Myocardial reperfusion following ischaemia paradoxically exacerbates mitochondrial and thus cardiac dysfunction. Although various treatment strategies have been utilised to prevent irreversible myocardial injury, translation to positive clinical trial outcomes has been unsuccessful. This systematic review aimed to evaluate pharmacological interventions in animal models of ischaemia–reperfusion (I/R), with emphasis on cardiac and cell death outcomes and direct assessment of mitochondrial bioenergetics.

Methods

Search terms were entered into PubMed, Scopus, Embase and Web of Science. Screening, data extraction and quality assessment of papers were conducted according to the inclusion and exclusion criteria selected for this study. Eighteen papers from a total of 1571 studies were included.
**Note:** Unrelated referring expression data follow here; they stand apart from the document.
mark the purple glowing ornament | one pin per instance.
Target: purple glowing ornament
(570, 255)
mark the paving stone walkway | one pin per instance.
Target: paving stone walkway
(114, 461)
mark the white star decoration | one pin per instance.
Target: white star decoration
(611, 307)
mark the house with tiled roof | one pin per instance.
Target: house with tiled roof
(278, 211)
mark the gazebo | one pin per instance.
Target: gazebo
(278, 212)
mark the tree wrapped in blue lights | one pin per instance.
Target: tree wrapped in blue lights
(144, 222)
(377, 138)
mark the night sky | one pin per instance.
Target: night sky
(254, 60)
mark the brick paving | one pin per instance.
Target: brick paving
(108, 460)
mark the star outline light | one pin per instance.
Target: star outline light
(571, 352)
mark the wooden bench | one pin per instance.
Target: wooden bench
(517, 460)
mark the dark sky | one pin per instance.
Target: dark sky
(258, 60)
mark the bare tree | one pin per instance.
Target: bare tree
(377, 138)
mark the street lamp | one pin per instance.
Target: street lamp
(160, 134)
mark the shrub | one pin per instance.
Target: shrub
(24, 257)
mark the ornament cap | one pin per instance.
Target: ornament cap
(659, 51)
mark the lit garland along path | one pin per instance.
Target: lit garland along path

These studies investigated 15 drugs of interest in animals subjected to either in vivo or ex vivo I/R. Mitochondrial function parameters were assessed by measuring either mitochondrial respiration and/or enzyme activity, with 4 of these also assessing electron transport chain protein expression.

Results

Pharmaceuticals preserved mitochondrial respiratory capacity by directly targeting the electron transport chain complexes or indirectly via proteins involved in canonical cardioprotective pathways. This led to improved post-ischaemic cardiac function and reductions in markers of cellular injury and myocardial infarction.

Conclusion

Multi-targeted manipulation of components of mitochondrial signalling and function evidently reduces I/R injury. Quality assessment of most papers revealed an unclear risk of bias due to inadequate reporting of study parameters. Clear and consistent reporting of study outcomes, specifically mitochondrial bioenergetics across all experimental stages, is essential to enhance the translational potential of mitoprotective compounds in the clinical treatment of I/R.